Body
If you manage MacOS systems, it’s a good guess that you do so using Jamf. Most likely then, you’ve also deployed KeyAccess using Jamf. There’s an important footnote about URL tracking with our ITAM platform on MacOS. Due to Apple security design, a User is notified of the tracking and allowed to block it, which is problematic for your data collection. Fortunately using a configuration profile you can pre-authorize the tracking on your endpoints.
Note that these directions and screenshots were originally made in the time of Mojave and there may be some slight differences in new Jamf versions.
You can also adapt this information to other deployment services like InTune. We do not supply specific support for any 3rd party platform, only examples to assist you.
Client Deployment
First let’s look at a basic deployment policy for KeyAccess in Jamf. We have uploaded a KeyAccess installer (K2Client.pkg) for the version we want to deploy. Choose whatever Triggers you’d like to use. If you will use the Self Updating featuring for KeyAccess, you might configure Jamf to install just once. If instead you’ll manage new versions of KeyAccess entirely in Jamf you might choose differently.
As with any Jamf policy, you will choose a scope. The only other step is to create a script in Jamf that sets the KeyServer address. The contents of the script is just:
defaults write /Library/Preferences/com.sassafras.KeyAccess host keyserver.myorg.org
and the script uses the default priority of “before”, so that the host will already be set the first time that KeyAccess starts. Generally this is all that is needed for a basic install. See also the main Client Deployment article for more details and other notes about MacOS. The install will happen silently, and we’ve specified the KeyServer address which is the only important configuration or customization.
The Issue
If we leave it there, the issue is the user will get a message like this one the first time they run any browser:
This type of dialog is not unique to KeyAccess, but it's certainly an issue for URL tracking. Here are the two quick ways to remove these dialogs on Mojave.
PPPC File
First option, you can set up a Configuration Policy in Jamf to deploy a Privacy Preferences Policy Control which specifies that KeyAccess should be able to communicate with each of the major browsers. You can download a PPPC file here:
KeyAccess Browsers PPPC
Upload it when creating your Configuration Profile.
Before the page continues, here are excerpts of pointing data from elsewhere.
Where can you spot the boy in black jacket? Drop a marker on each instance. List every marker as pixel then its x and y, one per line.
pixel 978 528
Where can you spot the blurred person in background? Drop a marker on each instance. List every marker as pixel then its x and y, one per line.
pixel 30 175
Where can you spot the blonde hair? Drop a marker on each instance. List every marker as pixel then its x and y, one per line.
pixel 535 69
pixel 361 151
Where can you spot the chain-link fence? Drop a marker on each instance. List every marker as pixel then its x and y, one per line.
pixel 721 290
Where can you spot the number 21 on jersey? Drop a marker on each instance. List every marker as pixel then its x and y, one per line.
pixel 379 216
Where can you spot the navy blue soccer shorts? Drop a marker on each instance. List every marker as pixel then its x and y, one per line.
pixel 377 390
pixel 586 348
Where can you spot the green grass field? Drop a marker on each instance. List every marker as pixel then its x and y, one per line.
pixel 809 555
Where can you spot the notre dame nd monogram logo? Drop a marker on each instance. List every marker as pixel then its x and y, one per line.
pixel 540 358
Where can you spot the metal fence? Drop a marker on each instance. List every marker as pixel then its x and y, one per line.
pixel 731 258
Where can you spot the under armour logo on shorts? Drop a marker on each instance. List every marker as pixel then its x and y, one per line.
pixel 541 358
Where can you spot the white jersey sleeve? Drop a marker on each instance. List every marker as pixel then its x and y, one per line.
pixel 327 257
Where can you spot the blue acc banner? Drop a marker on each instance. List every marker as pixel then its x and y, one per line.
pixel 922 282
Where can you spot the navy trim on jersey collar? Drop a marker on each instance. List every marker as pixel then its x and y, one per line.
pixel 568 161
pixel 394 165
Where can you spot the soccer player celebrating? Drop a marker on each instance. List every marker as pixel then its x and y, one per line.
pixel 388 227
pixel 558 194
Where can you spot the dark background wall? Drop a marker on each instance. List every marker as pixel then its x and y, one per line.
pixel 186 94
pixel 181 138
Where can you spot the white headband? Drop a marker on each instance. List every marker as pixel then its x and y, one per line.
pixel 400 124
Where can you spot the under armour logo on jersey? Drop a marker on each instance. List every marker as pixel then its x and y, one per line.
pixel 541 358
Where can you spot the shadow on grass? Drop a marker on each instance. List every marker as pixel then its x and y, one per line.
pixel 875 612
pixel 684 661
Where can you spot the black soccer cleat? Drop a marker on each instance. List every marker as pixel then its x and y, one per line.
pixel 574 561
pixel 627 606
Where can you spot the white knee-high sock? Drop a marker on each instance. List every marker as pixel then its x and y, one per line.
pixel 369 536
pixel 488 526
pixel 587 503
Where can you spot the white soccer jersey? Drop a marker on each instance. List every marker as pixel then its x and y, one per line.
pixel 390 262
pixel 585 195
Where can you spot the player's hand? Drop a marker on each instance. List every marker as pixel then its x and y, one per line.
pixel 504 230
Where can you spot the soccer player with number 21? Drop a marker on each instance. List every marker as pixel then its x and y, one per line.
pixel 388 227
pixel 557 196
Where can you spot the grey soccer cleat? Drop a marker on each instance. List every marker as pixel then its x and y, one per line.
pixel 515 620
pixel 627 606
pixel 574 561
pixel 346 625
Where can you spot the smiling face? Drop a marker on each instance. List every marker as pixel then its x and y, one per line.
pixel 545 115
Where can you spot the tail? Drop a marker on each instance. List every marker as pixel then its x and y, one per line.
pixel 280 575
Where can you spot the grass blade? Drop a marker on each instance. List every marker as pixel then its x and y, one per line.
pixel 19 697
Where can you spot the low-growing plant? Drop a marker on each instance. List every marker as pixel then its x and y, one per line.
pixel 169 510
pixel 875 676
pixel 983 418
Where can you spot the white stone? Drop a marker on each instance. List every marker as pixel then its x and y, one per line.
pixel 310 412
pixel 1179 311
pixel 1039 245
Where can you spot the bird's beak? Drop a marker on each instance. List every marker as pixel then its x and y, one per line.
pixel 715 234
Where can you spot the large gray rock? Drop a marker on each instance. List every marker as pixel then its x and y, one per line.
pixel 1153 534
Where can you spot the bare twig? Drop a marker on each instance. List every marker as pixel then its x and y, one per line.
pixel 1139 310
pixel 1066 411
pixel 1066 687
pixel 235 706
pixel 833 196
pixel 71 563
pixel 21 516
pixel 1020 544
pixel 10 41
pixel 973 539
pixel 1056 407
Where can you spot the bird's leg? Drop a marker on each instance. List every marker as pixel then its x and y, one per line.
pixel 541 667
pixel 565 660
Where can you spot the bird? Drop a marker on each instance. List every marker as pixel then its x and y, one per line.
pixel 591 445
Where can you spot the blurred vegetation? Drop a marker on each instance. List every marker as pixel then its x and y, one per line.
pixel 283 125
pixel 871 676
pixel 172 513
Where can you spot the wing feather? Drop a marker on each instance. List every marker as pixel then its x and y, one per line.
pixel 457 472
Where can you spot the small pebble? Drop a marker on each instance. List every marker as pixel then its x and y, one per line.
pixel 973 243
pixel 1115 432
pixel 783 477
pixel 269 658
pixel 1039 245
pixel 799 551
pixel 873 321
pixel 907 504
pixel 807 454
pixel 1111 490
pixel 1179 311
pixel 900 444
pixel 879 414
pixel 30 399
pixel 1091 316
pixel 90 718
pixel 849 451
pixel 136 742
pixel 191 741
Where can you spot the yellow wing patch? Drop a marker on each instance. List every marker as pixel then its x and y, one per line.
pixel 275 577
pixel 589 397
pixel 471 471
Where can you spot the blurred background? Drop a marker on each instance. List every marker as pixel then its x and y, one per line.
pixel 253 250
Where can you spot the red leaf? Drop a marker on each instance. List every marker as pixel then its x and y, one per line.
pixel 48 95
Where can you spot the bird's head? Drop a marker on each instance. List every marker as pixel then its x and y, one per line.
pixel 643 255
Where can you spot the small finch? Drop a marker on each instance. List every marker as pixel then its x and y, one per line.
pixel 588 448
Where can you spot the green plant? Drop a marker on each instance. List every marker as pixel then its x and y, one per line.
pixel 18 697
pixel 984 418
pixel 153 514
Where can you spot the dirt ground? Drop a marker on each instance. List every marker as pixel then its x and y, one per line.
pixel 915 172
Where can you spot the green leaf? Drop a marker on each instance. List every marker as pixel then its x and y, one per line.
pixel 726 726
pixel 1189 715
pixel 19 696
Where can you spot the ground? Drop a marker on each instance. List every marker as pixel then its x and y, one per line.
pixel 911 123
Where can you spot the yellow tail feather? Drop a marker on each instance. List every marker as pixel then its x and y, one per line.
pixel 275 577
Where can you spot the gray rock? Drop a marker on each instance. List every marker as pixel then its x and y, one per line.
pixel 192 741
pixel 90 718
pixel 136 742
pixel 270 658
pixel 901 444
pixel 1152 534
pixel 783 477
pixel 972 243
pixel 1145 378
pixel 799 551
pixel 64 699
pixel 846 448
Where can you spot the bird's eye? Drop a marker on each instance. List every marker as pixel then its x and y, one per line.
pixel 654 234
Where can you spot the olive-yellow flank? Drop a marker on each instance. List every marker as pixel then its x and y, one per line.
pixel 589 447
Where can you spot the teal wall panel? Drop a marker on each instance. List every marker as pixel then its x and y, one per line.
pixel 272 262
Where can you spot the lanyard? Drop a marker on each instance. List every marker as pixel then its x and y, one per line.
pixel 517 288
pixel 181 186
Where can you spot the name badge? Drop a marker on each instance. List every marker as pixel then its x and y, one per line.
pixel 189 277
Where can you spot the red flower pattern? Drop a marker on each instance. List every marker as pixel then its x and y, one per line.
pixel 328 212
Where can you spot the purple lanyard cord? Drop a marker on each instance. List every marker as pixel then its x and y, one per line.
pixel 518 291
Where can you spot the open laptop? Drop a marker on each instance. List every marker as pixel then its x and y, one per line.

Most likely you’ll apply it at the Computer level.
After uploading, if you examine it you’ll see that it just specifies that KeyAccess should be allowed to send AppleEvents to each major browser, e.g.:
Disable Tracking
As an alternative, you might decide that you don’t need to track any URLs and would like to disable this functionality entirely on the client. Most customers these days want to track URLs for SaaS products, but you may not have that use case. To disable tracking, modify the script that sets the KeyServer address, and add a second defaults write:
defaults write /Library/Preferences/com.sassafras.KeyAccess host keyserver.myorg.org
sudo defaults write /Library/Preferences/com.sassafras.KeyAccess nourl 1
We recommend leaving URL tracking on, and advise thinking about how you might use it. It is likely that you are paying for cloud services and it would be useful to know who is accessing those services and how frequently. You might also configure tracking for any websites created and maintained by your internal IT team, to determine if there is value in spending development resources on those pages.